Au bon vouloir des propriétaires
60 à 65% de ce monument naturel d’exception situé sur la commune de La Teste de Buch en Gironde, est en effet constitué de parcelles privées.
« Quand nous installons l’escalier en bois qui permet de monter plus facilement la Dune pendant la saison, il nous faut demander l’autorisation au propriétaire de cette partie de la Dune ! Et s’il refuse, nous ne pouvons pas l’installer, c’est déjà arrivé ! » s’exclame Michel Daverat, président du Syndicat Mixte de la Grande Dune du Pilat et conseiller régional Europe Ecologie les Verts.
La structure qu’il dirige a vu le jour en 2007 et réunit trois collectivités : la commune de la Teste-de-Buch, le Département de la Gironde et la Région Aquitaine. Parmi ses missions, accueillir le public – le syndicat mixte et ses 11 salariés se financent grâce au parking payant qui rapporterait plus de 800 000 euros annuels selon nos informations –, préserver et gérer le site, et surtout mener une politique d’acquisition foncière car pour l’instant, seuls 130 hectares sont des propriétés « publiques », sur un périmètre de 506 hectares pour l’ensemble du site classé.
Nationalisation de la Dune
Après des années de gestion privée, notamment via une délégation de service public confiée à une société pour le parking payant de la Dune, l’État et les collectivités locales tentent de mettre en place les conditions d’une « maîtrise foncière publique ». En 2012, une convention pour une deuxième opération « Grand Site de la Dune du Pilat » est signée entre l’État, la Région, le Département, la commune de la Teste, le syndicat intercommunal du Bassin d’Arcachon et le Syndicat Mixte de la Dune du Pilat.
Objectif : obtenir le label « Grand Site de France ». Si l’opération arrive à son terme, la Dune du Pilat deviendrait le premier site aquitain à entrer dans ce club VIP qui regroupe actuellement 14 lieux emblématiques tels que la Pointe du Raz en Bretagne ou la montagne Sainte-Victoire en Provence.
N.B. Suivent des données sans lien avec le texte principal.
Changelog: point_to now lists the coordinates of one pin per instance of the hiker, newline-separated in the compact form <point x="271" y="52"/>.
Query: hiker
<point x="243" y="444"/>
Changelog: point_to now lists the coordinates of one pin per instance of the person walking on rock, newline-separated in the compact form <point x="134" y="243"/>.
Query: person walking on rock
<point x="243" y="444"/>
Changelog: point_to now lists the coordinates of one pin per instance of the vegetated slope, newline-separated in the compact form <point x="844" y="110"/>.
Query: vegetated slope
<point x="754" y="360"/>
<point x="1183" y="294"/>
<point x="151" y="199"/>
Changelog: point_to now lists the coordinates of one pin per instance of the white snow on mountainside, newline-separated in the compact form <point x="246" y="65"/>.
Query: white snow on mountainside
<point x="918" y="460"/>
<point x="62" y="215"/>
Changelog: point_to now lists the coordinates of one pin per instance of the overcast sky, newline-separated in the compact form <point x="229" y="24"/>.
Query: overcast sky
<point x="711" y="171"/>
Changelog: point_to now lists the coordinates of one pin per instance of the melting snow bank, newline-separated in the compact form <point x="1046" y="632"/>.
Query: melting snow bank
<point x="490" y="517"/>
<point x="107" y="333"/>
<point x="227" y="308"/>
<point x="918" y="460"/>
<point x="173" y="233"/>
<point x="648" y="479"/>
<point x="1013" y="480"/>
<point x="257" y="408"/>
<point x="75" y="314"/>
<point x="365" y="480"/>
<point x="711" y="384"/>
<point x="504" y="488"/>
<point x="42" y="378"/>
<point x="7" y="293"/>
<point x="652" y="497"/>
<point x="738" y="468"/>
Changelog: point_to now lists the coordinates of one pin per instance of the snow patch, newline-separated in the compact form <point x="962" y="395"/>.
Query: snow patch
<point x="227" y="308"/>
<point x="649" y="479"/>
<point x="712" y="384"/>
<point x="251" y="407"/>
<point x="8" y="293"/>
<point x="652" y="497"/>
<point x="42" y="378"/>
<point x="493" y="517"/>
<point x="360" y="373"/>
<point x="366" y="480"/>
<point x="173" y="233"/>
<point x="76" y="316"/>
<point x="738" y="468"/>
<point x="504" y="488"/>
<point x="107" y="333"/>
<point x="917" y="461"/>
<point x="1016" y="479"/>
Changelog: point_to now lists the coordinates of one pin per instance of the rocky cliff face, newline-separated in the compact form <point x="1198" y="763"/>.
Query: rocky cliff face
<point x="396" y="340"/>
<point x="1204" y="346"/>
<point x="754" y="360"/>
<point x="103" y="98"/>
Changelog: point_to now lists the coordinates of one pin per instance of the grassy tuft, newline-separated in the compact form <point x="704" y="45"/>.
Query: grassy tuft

Mais cette opération d’ « appropriation publique » qui concerne environ 400 hectares de la Dune et de la forêt, dont 160 hectares en forêt usagère, est loin d’être aboutie. On pourrait même dire que le projet s’ensable. Si la Dune grignote inexorablement la forêt au gré de l’érosion marine et du vent (elle recule d’ 1 à 4 mètres environ par an), faisant fi des propriétés privées, les porteurs du projet se heurtent à de nombreux obstacles. Ils doivent négocier avec pas moins de 150 propriétaires différents, en forêt privée et usagère, pour 250 parcelles environ.
Notre pin quotidien
Quelques ventes ont été conclues ou sont sur le point de l’être à travers des négociations amiables et discrètes. Mais les principales réticences n’émanent pas des propriétaires qui pourraient voir dans ce projet une opportunité de glaner quelques euros (les propriétaires de la forêt et leurs représentants, contactés par Rue89 Bordeaux, n’ont pas donné suite ou n’ont pas souhaité répondre à nos questions).
L’opposition la plus forte provient pour l’instant de l’Addufu, l’Association de Défense des Droits d’Usage et de la Forêt Usagère de La Teste.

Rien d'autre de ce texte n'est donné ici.